[prev in list] [next in list] [prev in thread] [next in thread] 

List:       kde-i18n-doc
Subject:    Re: Fwd: Re: baloo_queryparser... again
From:       Denis Steckelmacher <steckdenis () yahoo ! fr>
Date:       2014-09-14 12:29:41
Message-ID: 54158A35.5030504 () yahoo ! fr
[Download RAW message or body]

On 09/14/2014 11:36 AM, Franklin Weng wrote:
> The idea of the space separation seems to be suitable for
> English/Latin/Western languages (please correct me if I'm wrong), but
> for Chinese, the problem would be, in Chinese a character = a word, and
> a Chinese sentence may mixed with numbers even English words.  For example,
>
> English: "I have $1 star|stars."
> Chinese can be: "我有 $1 顆星|我有$1顆星"
>
> English: "rated as $1; rated $1; score|scored $1"
> Chinese can be: "得分為 $1;得 $1 分;得$1分"
>
> Here $1 in Chinese may contain one-digit number, two-digit number, or
> even more, not necessary. Does spaces here matter?
>
> English: written|created|composed by $1; author is $1; by $1"
> Chinese can be: "由 $1 撰寫;作者為 $1;由 $1 作曲"
>
> Here $1 can be two, three or four Chinese words(characters), or English
> names.  Does spaces here matter?
>
> English: "$1 is $2;$1 $2"
> Chinese: "$1 是 $2;$1 $2;$1 為 $2"
>
> If the answer to space separation is "N", what would it do when it meet
> "$1 $2" or "$1 是 $2" where $1 and $2 can be anything (Chinese
> characters, English words, numbers, etc)?
>
> The problems of Chinese would also apply to Japanese and Korean
> languages, since we all used "square words".
>

Humm, this is very interesting. I did not think about numbers, and 
currently, if you ask for a split at each letter, English words and 
numbers are also split after each character. I have to fix that.

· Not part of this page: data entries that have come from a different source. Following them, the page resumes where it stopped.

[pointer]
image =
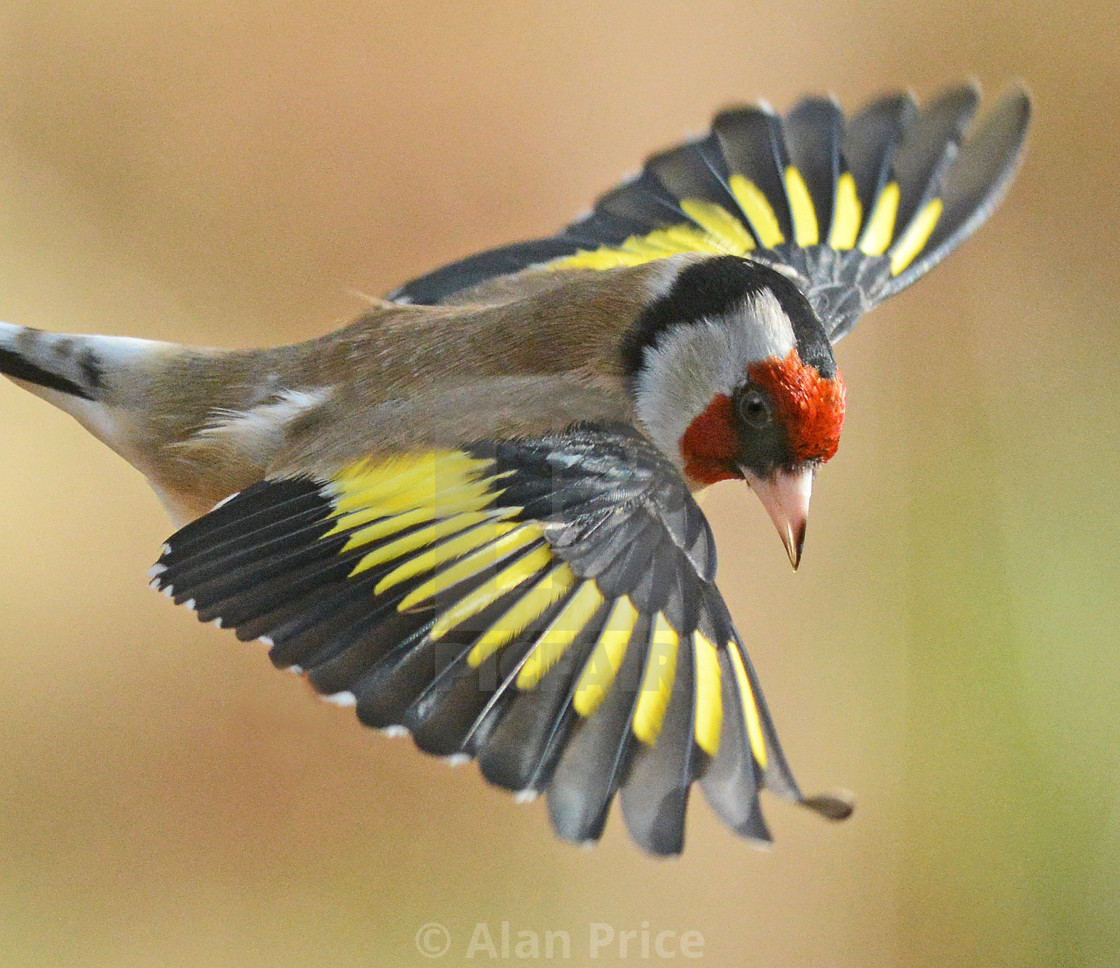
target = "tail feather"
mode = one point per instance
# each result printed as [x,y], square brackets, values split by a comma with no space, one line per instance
[67,364]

By the way, I have a question: if you have a mixture of Chinese 
characters and English words in a sentence, are the English words or 
numbers separated from the rest using spaces (for instance, "我有 4 顆 
星") or not ("我有4顆星")?

Both should be easy to fix (provided that QChar has a method that tells 
me if the character is a "western letter" one or a square character). 
When this will be fixed, consider that the parser adds spaces around 
each Chinese character. Your pattern therefore need to be "我 有 $1 顆 
星" (note the space between each Chinese character). This pattern will 
match two Chinese words (that the user will type without spaces), then a 
number (that can consist of several digits), then two other Chinese words.

Denis

[prev in list] [next in list] [prev in thread] [next in thread] 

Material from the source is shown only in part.